Zankan meets Hyōdo and allies temporally with him after a friendly spar, while Kain visits Yūki in his shrine and possesses him. During a school event, Hyōdo saves Megumi from demon-possessed students, but she is also infected by a demon and he is forced spend a lot of energy to destroy and resurrect her. At the same time, Zankan is attacked by Yūki-Kain, who defeats him and is about to kill him before Hyōdo intervenes. Hyōdo and Kain face off, wrecking the school in the process, and although Kain has the upper hand, Byōdo manages to take over momentarily and destroy her. After the battle, with Zankan's memory of the events erased, everything returns to normal.

==Credits==

Cast
| Character | Japanese | English |
|---|---|---|
| Riki Hyōdo | Kazuki Yao | Michael Granberry |
| Byōdo | Kazuki Yao | Michael Granberry |
| Toshihiro Yūki | Kazuhiko Inoue | Michael Granberry (as G. Briahn Realmercy) |
| Zankan | Hideyuki Tanaka | Paul Sincoff |
| Youko Takayanagi | Sakiko Tamagawa | Susan Grillo |
| Megumi Koyama | Chieko Hondo | Kristen Graf |
| Fairy Master Kain | Mari Yokoo | Hadley Eure |
| Baba | Shin Aomori | Pierre Brulatour |
| Nakano | Emi Shinohara | Shelby Reynolds |
| Mr. Toyokura | Hideyuki Umezu | Patt Noday |
| Byōdo's Servant | Daisuke Gōri | Eric Paisley |
| Sandy | Michie Tomizawa | Korbi Dean (as Deann Korbutt) |
| Sakamoto | Tomohiro Nishimura |  |
| Junko | Yoshino Takamori |  |
| Misaka | Satoru Inagaki |  |
| Tōru | Junji Kitajima |  |
| Suguru | Hiroki Nakamura |  |
| Fairy | Natsumi Sasaki |  |

===Additional voices===
- English: J. David Arnold, Scott Simpson, Ralph Brownewell, Noah Shane

===Crew===
- Producers: Seiichi Sakamoto (Tokuma Japan) and Kenji Miyashita (D.A.S.T.)
- Director: Ichirō Itano
- Original Story, Screenplay, Storyboards: Ichirō Itano
- Music: Shirō Sagisu
- Character Design, Animation Direction: Nobuteru Yūki
- Assistant Animation Directors: Satoshi Urushihara, Hiromi Niioka, Hiroaki Ōgami, Hideaki Anno

===Ending Theme: "Medusa"===
- Lyrics: Yūri Sugimoto
- Music: Tak Matsumoto
- Arrangement: Tetsurō Oda and Takahiro Matsumoto By Tokuma Japan Communications

==Reception==

The OVA received mixed reviews from anime critics.
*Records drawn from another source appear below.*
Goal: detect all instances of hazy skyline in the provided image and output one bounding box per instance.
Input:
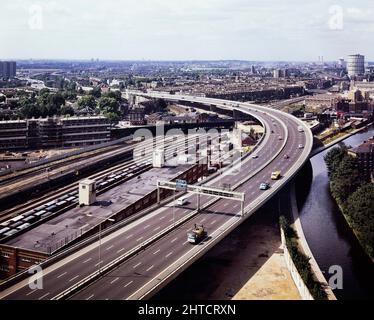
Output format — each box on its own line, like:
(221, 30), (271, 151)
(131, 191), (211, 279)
(0, 0), (374, 61)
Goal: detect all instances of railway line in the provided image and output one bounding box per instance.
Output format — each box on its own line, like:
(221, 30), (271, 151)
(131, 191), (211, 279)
(0, 131), (231, 241)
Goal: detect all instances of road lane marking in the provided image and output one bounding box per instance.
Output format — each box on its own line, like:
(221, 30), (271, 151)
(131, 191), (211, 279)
(117, 248), (125, 253)
(146, 265), (154, 271)
(26, 289), (38, 296)
(95, 260), (104, 267)
(57, 272), (67, 279)
(123, 280), (134, 288)
(110, 278), (119, 284)
(69, 274), (79, 282)
(38, 292), (51, 300)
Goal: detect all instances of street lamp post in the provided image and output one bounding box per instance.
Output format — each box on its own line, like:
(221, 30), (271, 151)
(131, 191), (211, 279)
(86, 214), (115, 274)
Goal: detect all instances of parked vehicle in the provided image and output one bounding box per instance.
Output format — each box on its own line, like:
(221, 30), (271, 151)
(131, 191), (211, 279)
(187, 224), (208, 244)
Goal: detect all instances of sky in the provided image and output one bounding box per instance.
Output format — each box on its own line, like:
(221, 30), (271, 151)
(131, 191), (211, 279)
(0, 0), (374, 61)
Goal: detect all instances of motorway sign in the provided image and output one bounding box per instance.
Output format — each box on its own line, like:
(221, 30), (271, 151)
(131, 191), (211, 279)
(175, 179), (187, 191)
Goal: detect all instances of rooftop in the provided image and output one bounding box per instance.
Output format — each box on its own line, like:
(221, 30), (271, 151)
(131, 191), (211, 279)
(6, 163), (191, 253)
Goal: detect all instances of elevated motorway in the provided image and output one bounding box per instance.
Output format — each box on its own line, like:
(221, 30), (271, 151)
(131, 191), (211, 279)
(0, 93), (313, 299)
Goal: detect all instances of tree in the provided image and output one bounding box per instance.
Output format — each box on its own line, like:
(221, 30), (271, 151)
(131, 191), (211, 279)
(61, 106), (75, 116)
(97, 97), (118, 114)
(345, 184), (374, 258)
(19, 97), (42, 119)
(324, 147), (347, 175)
(104, 112), (120, 122)
(89, 87), (101, 98)
(78, 95), (96, 109)
(102, 91), (122, 102)
(331, 155), (363, 204)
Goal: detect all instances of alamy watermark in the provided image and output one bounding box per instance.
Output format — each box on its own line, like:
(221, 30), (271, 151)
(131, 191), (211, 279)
(28, 4), (44, 30)
(328, 5), (344, 30)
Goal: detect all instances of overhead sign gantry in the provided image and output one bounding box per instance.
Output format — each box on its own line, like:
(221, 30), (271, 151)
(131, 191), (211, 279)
(157, 180), (245, 216)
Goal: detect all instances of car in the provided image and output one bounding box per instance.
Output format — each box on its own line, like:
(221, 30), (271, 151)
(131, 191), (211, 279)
(260, 182), (270, 190)
(177, 197), (189, 206)
(271, 171), (281, 180)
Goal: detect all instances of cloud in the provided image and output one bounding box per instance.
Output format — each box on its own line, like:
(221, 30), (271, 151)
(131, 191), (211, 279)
(0, 0), (374, 60)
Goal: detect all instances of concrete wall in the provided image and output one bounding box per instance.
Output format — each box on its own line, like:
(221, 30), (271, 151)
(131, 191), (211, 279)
(281, 228), (314, 300)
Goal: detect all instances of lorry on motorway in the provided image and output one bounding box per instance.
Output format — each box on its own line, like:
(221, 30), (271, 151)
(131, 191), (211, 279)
(177, 197), (188, 206)
(187, 224), (208, 244)
(271, 171), (281, 180)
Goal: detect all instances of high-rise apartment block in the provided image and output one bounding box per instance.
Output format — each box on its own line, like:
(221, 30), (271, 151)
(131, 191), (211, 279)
(0, 61), (17, 79)
(347, 54), (365, 77)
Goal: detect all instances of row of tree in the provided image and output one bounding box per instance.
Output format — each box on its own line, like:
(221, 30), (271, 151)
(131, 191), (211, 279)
(325, 146), (374, 258)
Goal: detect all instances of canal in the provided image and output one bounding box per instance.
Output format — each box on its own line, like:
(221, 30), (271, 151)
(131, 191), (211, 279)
(300, 126), (374, 299)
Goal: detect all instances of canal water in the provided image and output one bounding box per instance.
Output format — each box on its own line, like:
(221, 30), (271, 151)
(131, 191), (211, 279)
(300, 127), (374, 299)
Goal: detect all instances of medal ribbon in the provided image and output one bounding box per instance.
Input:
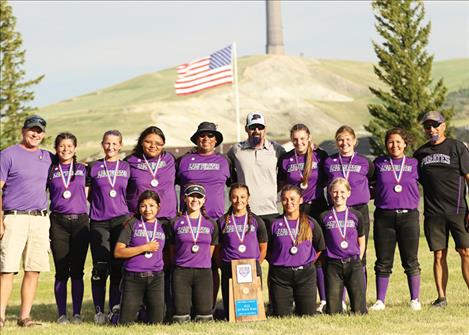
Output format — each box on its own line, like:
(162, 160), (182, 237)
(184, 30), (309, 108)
(332, 207), (348, 241)
(103, 159), (119, 189)
(140, 217), (158, 243)
(389, 156), (405, 185)
(186, 212), (202, 244)
(283, 215), (300, 245)
(339, 152), (355, 180)
(59, 161), (73, 190)
(231, 213), (248, 243)
(143, 154), (161, 179)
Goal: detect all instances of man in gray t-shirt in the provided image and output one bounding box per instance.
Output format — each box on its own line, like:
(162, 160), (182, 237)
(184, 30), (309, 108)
(227, 112), (285, 226)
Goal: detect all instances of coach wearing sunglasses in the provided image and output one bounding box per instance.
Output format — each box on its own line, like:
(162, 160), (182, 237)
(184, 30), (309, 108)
(227, 112), (285, 227)
(414, 111), (469, 308)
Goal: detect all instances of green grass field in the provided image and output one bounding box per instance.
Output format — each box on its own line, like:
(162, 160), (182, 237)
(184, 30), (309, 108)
(1, 223), (469, 335)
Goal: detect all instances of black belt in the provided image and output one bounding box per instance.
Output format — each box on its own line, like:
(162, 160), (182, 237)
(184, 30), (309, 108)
(3, 209), (47, 216)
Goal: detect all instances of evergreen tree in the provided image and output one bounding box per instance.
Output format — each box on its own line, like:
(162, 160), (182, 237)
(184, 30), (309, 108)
(365, 0), (453, 155)
(0, 0), (44, 150)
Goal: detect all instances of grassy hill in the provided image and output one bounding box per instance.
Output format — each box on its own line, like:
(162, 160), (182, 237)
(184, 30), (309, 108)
(40, 56), (469, 158)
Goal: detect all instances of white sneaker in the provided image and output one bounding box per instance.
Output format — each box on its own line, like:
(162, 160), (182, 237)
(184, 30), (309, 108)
(316, 300), (326, 314)
(94, 312), (107, 325)
(410, 299), (422, 311)
(370, 299), (386, 312)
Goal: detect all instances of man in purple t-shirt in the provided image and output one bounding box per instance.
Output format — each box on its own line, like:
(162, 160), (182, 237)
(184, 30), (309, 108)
(0, 115), (51, 328)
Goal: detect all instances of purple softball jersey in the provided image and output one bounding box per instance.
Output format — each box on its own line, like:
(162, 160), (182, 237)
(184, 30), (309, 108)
(126, 152), (177, 219)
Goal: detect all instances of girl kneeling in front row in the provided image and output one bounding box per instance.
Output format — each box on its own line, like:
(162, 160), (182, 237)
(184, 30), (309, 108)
(268, 185), (325, 316)
(321, 178), (366, 314)
(114, 190), (168, 324)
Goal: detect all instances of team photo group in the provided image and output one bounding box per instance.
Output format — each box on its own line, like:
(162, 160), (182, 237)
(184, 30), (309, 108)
(0, 111), (469, 328)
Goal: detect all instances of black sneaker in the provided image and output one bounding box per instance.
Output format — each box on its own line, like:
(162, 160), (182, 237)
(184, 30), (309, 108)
(432, 298), (448, 308)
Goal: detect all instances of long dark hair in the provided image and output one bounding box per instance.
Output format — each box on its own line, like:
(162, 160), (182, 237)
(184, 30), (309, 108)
(280, 184), (313, 244)
(132, 126), (166, 157)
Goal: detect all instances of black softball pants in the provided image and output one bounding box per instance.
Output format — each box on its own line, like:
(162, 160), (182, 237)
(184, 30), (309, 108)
(268, 263), (316, 316)
(326, 256), (366, 314)
(49, 212), (90, 281)
(119, 271), (164, 324)
(373, 208), (420, 277)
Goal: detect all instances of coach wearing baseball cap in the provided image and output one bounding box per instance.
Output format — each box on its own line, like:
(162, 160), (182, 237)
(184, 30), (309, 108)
(414, 111), (469, 308)
(0, 115), (52, 328)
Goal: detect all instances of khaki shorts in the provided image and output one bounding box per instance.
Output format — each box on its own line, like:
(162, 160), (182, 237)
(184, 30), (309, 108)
(0, 214), (50, 272)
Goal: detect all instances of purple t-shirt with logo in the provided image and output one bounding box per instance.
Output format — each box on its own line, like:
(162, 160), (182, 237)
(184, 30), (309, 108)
(278, 149), (327, 202)
(0, 144), (52, 211)
(218, 213), (268, 262)
(87, 160), (130, 221)
(268, 216), (326, 267)
(117, 218), (167, 272)
(48, 163), (88, 214)
(171, 215), (218, 269)
(177, 153), (230, 220)
(126, 152), (177, 219)
(374, 156), (420, 209)
(324, 153), (374, 206)
(321, 208), (365, 259)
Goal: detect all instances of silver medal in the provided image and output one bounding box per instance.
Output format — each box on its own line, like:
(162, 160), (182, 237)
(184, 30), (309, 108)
(394, 185), (402, 193)
(290, 246), (298, 255)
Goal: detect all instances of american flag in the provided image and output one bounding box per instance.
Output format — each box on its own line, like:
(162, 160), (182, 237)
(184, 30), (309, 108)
(174, 45), (233, 95)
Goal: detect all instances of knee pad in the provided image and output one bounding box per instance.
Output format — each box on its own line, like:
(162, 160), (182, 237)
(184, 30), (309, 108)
(195, 314), (213, 322)
(91, 262), (109, 283)
(173, 315), (191, 323)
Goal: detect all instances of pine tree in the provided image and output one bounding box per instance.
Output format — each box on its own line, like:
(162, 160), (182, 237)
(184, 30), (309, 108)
(0, 0), (44, 150)
(365, 0), (453, 155)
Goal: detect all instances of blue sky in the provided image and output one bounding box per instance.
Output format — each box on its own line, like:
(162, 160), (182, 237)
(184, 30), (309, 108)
(10, 0), (469, 106)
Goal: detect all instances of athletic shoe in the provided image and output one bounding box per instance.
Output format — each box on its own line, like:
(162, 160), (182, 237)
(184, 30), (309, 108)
(370, 299), (386, 312)
(410, 299), (422, 311)
(71, 314), (83, 325)
(94, 311), (107, 325)
(432, 298), (448, 308)
(57, 314), (69, 325)
(316, 300), (326, 314)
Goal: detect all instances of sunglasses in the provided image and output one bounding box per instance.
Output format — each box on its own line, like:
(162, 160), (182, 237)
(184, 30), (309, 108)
(248, 124), (265, 130)
(423, 121), (441, 130)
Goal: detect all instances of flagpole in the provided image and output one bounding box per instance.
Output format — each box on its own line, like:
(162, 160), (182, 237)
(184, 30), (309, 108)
(231, 42), (241, 142)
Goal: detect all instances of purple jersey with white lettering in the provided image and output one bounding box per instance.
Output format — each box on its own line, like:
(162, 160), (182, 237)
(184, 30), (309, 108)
(374, 156), (420, 209)
(268, 216), (326, 267)
(117, 218), (166, 272)
(324, 152), (374, 206)
(176, 153), (230, 220)
(171, 215), (218, 269)
(87, 160), (130, 221)
(278, 148), (327, 202)
(126, 152), (177, 219)
(320, 208), (365, 259)
(218, 213), (268, 262)
(48, 163), (88, 214)
(0, 144), (52, 211)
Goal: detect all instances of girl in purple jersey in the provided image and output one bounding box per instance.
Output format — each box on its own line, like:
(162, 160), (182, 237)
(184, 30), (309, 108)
(277, 123), (327, 313)
(48, 133), (90, 324)
(114, 190), (167, 324)
(88, 130), (130, 324)
(170, 184), (218, 323)
(268, 185), (325, 316)
(370, 128), (422, 311)
(321, 177), (366, 314)
(215, 184), (268, 318)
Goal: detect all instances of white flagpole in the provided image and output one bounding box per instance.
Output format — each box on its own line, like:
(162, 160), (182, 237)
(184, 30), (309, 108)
(231, 42), (241, 142)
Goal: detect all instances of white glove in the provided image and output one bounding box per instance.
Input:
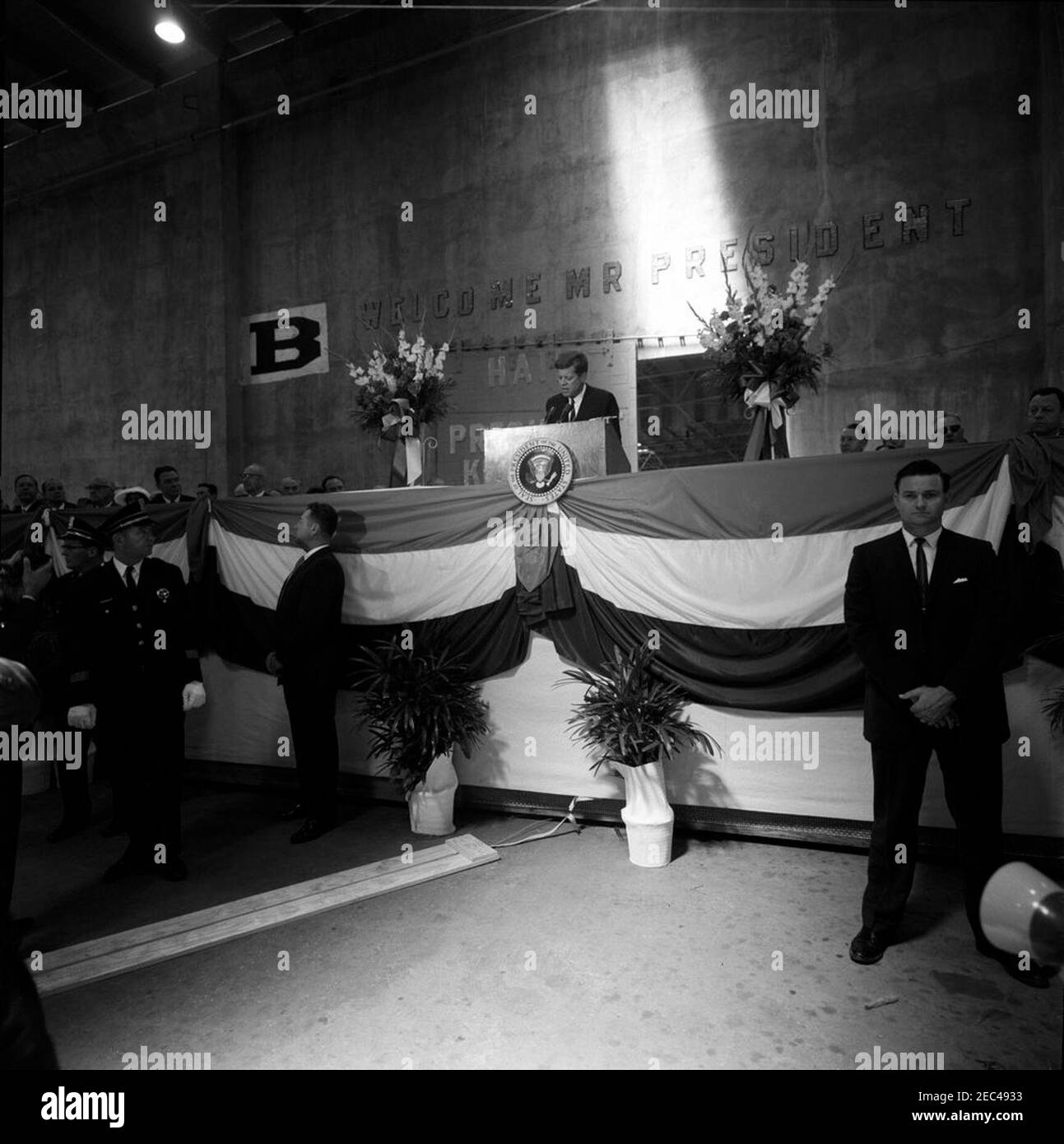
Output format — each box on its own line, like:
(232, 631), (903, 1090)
(181, 681), (207, 712)
(67, 704), (96, 731)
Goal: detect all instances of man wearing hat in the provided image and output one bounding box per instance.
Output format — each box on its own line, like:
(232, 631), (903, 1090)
(29, 516), (106, 842)
(78, 477), (114, 508)
(240, 464), (273, 496)
(67, 505), (207, 882)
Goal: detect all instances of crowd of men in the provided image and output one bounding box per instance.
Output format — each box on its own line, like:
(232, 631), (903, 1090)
(0, 501), (344, 918)
(0, 464), (356, 514)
Reviewers at The Fandom Post noted that the audio presentation was decent, with clean dialogue throughout, while the video transfer preserved the original full-frame format of the 1987 production. Critics generally acknowledged that the OVA attempted to pack too much plot into its 60-minute runtime, with one IMDB reviewer noting that the anime throws plot developments one after another without establishing the previous one, while jumping between humour, ancient prophecy, and ultra-violence. Despite its convoluted story, reviewers noted that the fight sequences and animation were competent for an OVA of its era, with well-animated fight scenes and detailed gore sequences.